An Assistant Commissioner of Police at the time, Rathi was convicted in an encounter case in Delhi’s Connaught Place of 1997. He is serving sentence in Delhi’s Tihar Jail at present.

Sources told The Indian Express that the committee, of which the Bihar chief electoral officer (CEO) and the Delhi CEO are also members, is examining the practice followed by other countries. The UK, Austria, Russia and Armenia, for instance, do not allow prisoners to vote, while Spain, Sweden, Switzerland and Finland do. Others such as Italy and Greece provide conditional permission under which prisoners with life sentence lose their right to vote.

“The committee has sought views of CEOs of all states to get an idea of ground realities,” a source said. “If the members agree to recommend voting rights for prisoners, then this can be done through either proxy voting or postal ballots, or mobile voting booths in prisons. But there are several logistical challenges to make this possible.”

The ‘Prison Statistics India, 2014’ published by the National Crime Records Bureau, says there were 2,82,879 undertrials and 1,31,517 convicts lodged across 1,387 prisons in the country as on December 31, 2014.

The dominant position in India, established through judgments of the Supreme Court, is that the right to vote is not a fundamental right or a constitutional right but a statutory right that can be enjoyed on certain terms as determined by the legislature.

The SC has observed that a person is in prison because of his or her conduct, and cannot claim equal rights as others who are not incarcerated.

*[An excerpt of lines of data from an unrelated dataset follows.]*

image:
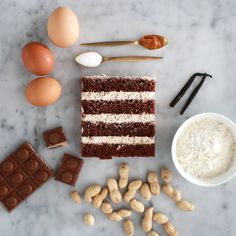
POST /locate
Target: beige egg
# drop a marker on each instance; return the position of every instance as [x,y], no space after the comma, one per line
[63,27]
[43,91]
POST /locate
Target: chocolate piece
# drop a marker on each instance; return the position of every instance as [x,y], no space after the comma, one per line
[17,177]
[27,188]
[69,169]
[8,166]
[55,138]
[33,164]
[42,175]
[20,175]
[11,201]
[5,189]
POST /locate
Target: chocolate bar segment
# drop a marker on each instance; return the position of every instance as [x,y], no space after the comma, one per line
[11,201]
[42,175]
[69,169]
[20,175]
[8,166]
[55,138]
[27,188]
[5,189]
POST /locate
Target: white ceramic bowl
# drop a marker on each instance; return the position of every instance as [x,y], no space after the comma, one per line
[220,179]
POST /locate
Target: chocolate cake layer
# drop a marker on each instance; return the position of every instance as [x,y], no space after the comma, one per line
[118,116]
[116,83]
[104,151]
[125,129]
[118,107]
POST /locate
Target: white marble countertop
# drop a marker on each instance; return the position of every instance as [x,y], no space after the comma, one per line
[202,38]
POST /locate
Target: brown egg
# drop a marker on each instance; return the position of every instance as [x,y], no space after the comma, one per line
[63,27]
[37,58]
[43,91]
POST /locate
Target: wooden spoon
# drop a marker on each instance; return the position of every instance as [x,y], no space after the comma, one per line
[150,42]
[94,59]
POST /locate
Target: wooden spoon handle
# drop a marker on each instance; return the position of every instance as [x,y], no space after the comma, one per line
[131,58]
[114,43]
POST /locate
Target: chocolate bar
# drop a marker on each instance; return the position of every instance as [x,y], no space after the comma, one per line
[21,173]
[55,138]
[69,169]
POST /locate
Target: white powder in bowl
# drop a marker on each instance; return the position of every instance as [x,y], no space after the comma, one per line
[206,148]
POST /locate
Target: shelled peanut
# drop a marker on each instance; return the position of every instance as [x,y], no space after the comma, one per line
[166,175]
[115,194]
[98,196]
[124,175]
[128,227]
[147,220]
[153,183]
[133,187]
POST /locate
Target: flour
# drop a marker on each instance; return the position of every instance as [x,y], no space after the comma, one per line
[206,148]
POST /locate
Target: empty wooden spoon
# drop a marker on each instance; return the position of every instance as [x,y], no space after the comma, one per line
[94,59]
[150,42]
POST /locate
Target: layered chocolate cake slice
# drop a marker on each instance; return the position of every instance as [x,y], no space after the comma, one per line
[118,116]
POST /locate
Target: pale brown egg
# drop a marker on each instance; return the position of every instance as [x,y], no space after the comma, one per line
[43,91]
[63,27]
[37,58]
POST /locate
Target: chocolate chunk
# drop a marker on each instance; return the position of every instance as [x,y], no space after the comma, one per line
[55,138]
[11,201]
[5,189]
[42,175]
[69,169]
[33,164]
[8,166]
[27,188]
[17,177]
[20,175]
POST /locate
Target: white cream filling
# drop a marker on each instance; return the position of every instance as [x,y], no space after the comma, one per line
[113,96]
[119,118]
[126,140]
[150,78]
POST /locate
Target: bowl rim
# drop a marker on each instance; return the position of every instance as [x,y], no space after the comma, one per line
[197,181]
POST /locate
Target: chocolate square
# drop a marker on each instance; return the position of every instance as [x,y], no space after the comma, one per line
[23,153]
[1,178]
[32,164]
[11,201]
[69,169]
[67,177]
[42,175]
[55,138]
[27,188]
[8,166]
[17,177]
[71,163]
[5,189]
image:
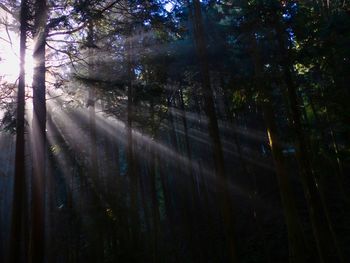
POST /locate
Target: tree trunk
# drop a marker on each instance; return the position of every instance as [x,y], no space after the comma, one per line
[213,127]
[320,224]
[39,135]
[18,203]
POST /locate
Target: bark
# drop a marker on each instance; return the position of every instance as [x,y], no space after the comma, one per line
[19,181]
[297,245]
[320,223]
[39,135]
[213,127]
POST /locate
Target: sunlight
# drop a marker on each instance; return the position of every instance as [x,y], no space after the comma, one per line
[9,61]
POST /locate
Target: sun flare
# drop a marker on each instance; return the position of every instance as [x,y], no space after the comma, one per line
[9,63]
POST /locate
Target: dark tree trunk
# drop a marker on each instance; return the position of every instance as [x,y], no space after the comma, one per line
[214,133]
[39,135]
[18,203]
[321,226]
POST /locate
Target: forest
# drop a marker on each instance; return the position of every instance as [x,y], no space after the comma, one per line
[174,131]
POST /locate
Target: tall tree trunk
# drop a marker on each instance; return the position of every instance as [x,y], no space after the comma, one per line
[39,134]
[213,127]
[133,177]
[320,223]
[16,238]
[297,245]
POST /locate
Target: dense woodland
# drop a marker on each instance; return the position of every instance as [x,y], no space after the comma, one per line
[176,131]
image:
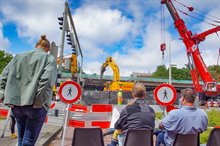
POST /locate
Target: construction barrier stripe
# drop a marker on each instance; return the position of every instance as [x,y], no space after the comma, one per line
[78,108]
[101,108]
[101,124]
[75,123]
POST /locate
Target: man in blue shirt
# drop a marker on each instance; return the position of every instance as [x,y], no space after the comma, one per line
[186,120]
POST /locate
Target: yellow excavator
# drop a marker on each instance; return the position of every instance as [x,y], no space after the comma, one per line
[116,84]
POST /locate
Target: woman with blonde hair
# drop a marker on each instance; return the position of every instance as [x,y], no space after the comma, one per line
[26,85]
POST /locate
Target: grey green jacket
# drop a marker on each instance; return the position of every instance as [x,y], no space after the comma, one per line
[28,79]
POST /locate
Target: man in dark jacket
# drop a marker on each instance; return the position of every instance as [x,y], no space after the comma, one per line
[136,115]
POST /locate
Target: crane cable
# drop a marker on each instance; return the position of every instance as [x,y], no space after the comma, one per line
[191,9]
[163,45]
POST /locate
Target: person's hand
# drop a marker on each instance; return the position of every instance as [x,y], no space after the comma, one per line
[1,100]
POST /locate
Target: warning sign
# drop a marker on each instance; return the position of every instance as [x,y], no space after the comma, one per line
[70,92]
[165,94]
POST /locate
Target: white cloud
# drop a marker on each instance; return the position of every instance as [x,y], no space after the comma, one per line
[4,42]
[101,26]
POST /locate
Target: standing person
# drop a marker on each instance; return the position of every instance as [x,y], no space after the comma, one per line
[186,120]
[136,115]
[26,84]
[12,126]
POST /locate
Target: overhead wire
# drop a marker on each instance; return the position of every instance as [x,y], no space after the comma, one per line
[191,9]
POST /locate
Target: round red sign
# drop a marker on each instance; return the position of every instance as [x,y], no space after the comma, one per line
[70,92]
[165,94]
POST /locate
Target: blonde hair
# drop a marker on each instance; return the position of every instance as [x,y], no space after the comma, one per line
[139,90]
[43,42]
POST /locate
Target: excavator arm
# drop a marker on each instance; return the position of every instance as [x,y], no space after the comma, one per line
[116,84]
[110,62]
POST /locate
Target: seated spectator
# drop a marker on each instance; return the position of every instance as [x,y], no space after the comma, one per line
[186,120]
[136,115]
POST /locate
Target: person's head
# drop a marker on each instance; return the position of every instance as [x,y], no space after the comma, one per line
[139,90]
[43,43]
[188,96]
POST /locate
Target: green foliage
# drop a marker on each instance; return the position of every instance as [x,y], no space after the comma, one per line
[5,58]
[204,136]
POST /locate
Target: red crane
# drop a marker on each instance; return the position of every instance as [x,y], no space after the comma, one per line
[197,66]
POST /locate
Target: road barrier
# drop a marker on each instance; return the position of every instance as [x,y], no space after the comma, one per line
[97,115]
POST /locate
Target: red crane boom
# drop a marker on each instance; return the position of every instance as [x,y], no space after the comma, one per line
[196,63]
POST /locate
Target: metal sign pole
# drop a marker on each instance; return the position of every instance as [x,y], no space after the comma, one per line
[65,123]
[6,123]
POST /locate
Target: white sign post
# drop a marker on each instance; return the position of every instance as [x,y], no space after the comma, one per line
[165,95]
[69,93]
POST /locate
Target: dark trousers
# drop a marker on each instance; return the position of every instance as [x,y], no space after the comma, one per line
[29,123]
[12,126]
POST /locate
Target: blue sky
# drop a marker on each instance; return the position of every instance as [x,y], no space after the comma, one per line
[127,30]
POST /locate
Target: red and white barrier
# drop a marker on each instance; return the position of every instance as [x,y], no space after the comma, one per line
[98,115]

Human rights activists, however, have criticised the voting ban on the ground that it makes no offence-based or sentence-based classification — that is, prisoners are debarred from voting irrespective of the gravity of the offence they have committed, or the length of their sentence. It also makes no distinction between convicted prisoners, undertrials, and those in lawful police custody.

“In my opinion, undertrials should be allowed to vote. This is because there are many people, awaiting trial, who have spent more time in prison than the actual term their alleged crime merits. Their numbers are much bigger than convicts,” said Prof Jagdeep Chhokar, founder of the Association of Democratic Reforms, an advocacy group that works on electoral reforms.

“As for convicts, I am not entirely convinced that each one of them should be disenfranchised,” he said. “There are different kinds of punishments — corrective, repudiative, exemplary. I think this issue needs more debate. Moreover, it’s ironic that convicts can contest elections but cannot vote.”